Girish Saligram has certainly had a different start to life as a new CEO when he took over in October last year during a global pandemic.

When I spoke to him in Houston, he had been in the new job for just over two months, but it was clear that he was relishing the challenge ahead of him, and throughout my interview, Saligram knew the direction Weatherford should take going forward.

“It has been a whirlwind start and very different from what I would have expected before COVID-19. Instead of getting on a plane and going to our offices around the world, I have been based in Houston at my computer screen meeting everyone virtually,” said Saligram.

Despite the challenges of taking over during a pandemic, Saligram noted: “It has been a fun start, and I’m incredibly impressed with the team. The commitment, dedication, and focus of our entire employee base globally has been so impressive. There’s been a lot of learning while I come up to speed on our portfolio, geographies, and customers.”

Saligram summed it up when he said: “I am really happy to be here, and I feel it is a huge privilege to have this opportunity to lead this terrific company.”

Long-Term Goals

One of the first things Saligram talked about was what he saw as Weatherford‘s main goal going forward.

“Our long-term goal is getting the company to the point where we can be sustainably profitable and generate free cash flow. How we achieve that is something that we will be laying out in detail over the next several months and working with all of our teams around the world.”

The new CEO was adamant that he wants Weatherford to be “a place where everyone comes in every day and feels empowered, engaged, and excited to be a part of delivering to our customers.”

Saligram pointed out that Weatherford is “very critical to the energy needs of the world and what we do is incredibly important.”

In fact, Weatherford will play a critical role in the energy transition that is underway, according to Saligram.

“I want to say there is a recognition at Weatherford that there is an energy transition underway. It’s happening right now. We have to recognise two things: the current oil and gas production of the world is still going to account for a very significant portion of the world’s energy supply, at least for the foreseeable future. And our responsibility is to help our customers make that production a lot more sustainable, effective, and efficient, and help them further their decarbonisation goals.”

Saligram added: “In fact, we have been a big contributor to the energy transition as we have a lot of technologies and services that fit into energy transition. I’m very excited about our production optimization software as an example. We’ve got many things that we do to bring the convergence of automation and artificial intelligence software. We are also not just focused on decarbonising but improving safety and efficiency as well. As we look at the transition phase, we see ourselves fitting in many different places, such as Carbon Capture Utilisation and Storage, or CCUS, which we see as a big part of this transition. We have technologies that play a significant part in the CCUS space. If you look at renewable energies like geothermal, as an example, we’ve got a portfolio that can be a significant factor in that space.” Saligram reiterated the point that Weatherford has got a solid technology portfolio.

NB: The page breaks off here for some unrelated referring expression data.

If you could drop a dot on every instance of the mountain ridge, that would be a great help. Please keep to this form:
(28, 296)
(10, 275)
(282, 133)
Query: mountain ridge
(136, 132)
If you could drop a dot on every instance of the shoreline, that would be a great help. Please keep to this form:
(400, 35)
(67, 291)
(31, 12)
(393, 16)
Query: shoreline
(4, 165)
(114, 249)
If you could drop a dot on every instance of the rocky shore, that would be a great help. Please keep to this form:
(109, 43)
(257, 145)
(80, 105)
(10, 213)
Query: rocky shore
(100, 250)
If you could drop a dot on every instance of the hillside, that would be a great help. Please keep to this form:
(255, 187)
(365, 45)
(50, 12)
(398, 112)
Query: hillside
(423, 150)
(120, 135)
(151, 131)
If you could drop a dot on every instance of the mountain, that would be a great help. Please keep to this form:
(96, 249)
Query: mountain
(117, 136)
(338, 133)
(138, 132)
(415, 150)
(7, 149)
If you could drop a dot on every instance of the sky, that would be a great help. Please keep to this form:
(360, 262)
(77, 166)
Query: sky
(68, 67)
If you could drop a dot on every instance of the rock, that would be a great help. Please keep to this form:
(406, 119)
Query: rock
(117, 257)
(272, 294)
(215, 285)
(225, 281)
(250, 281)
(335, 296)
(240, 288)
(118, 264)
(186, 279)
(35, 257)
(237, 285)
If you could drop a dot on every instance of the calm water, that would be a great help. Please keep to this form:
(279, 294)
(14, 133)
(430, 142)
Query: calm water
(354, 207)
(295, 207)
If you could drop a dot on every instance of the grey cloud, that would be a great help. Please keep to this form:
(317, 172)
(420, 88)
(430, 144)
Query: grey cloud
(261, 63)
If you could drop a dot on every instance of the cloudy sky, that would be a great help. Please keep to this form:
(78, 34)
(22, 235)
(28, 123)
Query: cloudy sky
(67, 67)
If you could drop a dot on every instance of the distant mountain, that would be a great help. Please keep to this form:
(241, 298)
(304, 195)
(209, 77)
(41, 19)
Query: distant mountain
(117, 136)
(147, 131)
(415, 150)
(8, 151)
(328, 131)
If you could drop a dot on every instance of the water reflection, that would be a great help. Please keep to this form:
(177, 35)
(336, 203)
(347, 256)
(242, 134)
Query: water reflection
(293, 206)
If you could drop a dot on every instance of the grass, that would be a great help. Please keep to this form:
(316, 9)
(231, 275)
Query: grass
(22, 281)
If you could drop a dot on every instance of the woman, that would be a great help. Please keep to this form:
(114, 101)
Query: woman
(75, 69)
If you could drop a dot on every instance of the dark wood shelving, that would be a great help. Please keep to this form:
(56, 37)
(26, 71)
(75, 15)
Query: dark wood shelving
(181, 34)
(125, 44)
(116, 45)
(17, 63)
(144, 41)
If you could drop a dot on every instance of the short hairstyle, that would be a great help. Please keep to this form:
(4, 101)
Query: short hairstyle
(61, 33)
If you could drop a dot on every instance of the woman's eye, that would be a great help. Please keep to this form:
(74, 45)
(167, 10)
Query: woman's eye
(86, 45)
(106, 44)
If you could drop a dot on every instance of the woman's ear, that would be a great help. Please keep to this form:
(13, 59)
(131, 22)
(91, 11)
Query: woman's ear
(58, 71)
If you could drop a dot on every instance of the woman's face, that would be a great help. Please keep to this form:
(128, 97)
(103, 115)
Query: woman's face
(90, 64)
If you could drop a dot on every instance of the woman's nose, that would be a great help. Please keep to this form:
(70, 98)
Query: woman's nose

“We recognise that there’s an opportunity with the energy transition. Our job now is to figure out how exactly we operate in a way that generates sustainable profitability.”

COVID-19 Impact

The COVID-19 pandemic has had such an impact and has changed the oil and gas industry dynamics in so many ways.

“The human toll and suffering that the pandemic has racked up are unimaginable and just devastating on a variety of different levels.

The pandemic has forced our industry to adopt new technologies and new ways of working,” Saligram said.

“One of the things that is interesting for our industry is that we have always tended to have work done at our production sites around the world. Now this notion of remote operation, where you can have someone sit behind a screen and manage things that happen on the ground, I think that’s a fundamental game-changer from a cost standpoint and a safety standpoint. It also changes the game when we look at one of the challenges that we continue to face in the industry: the lack of skilled workers. Now we can deploy our extremely skilled personnel on a global basis, without having them needing to get on a plane as it can all be done remotely.”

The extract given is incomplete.